El silencio volvió a llenar la habitación. La chimenea proyectaba una luz tenue sobre las paredes, y fuera se escuchaba la lluvia caer.
James se acercó un poco más y tomó mi mano. Esta vez no la aparté. Sentí el calor de su piel, la calma de su contacto, esa sensación olvidada de estar a salvo.
—No tienes que decir nada —susurró—. Solo quiero que sepas que estoy aquí.
Levanté la vista. Su mirada era tan sincera, tan limpia, que por un instante se me olvidaron los años, el miedo y todo lo que había vivido.
No sé quién dio el paso, si fue él o fui yo, pero nuestros labios se encontraron en un beso suave, casi temeroso, como si los dos temiéramos romper algo.
Ese beso no tuvo prisa. No hubo exigencia ni posesión, solo ternura.

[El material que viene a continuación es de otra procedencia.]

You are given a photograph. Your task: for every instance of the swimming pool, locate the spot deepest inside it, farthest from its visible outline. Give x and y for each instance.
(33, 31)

Me estremecí al sentirlo, porque era la primera vez en muchos años que un beso no me hacía sentir vacía.
No era el mismo tipo de contacto que recordaba con David, lleno de rutina o de deseo sin afecto. Este beso era distinto.
Era cariño, respeto y una promesa muda de empezar sin miedo.
Nos separamos despacio, con una mezcla de timidez y alivio.
—Perdón… —susurré—. No quería…
—No te disculpes —interrumpió él con una sonrisa tranquila—. A veces, las cosas más bonitas pasan sin planearse.
Nos quedamos mirándonos, sin saber qué decir.
Por dentro, sentía que algo había cambiado. Ese beso me había removido todo.
No sabía si estaba lista para amar, pero sí sabía que, por primera vez, no tenía miedo de intentarlo.
Cuando James se despidió esa noche, me dio un beso en la mejilla y se marchó bajo la lluvia.
Me quedé apoyada en la puerta, observando cómo se alejaba entre la neblina.
Fui a ver a las niñas. Dormían profundamente. Me quedé mirándolas y sonreí.
Quizás, después de tanto dolor, la vida me estaba regalando una segunda oportunidad.
No era una historia de príncipes ni de cuentos perfectos.
Era una historia real, hecha de cicatrices, miedo y esperanza.
Y, aunque todavía dudaba, algo dentro de mí me decía que, esta vez, todo sería diferente.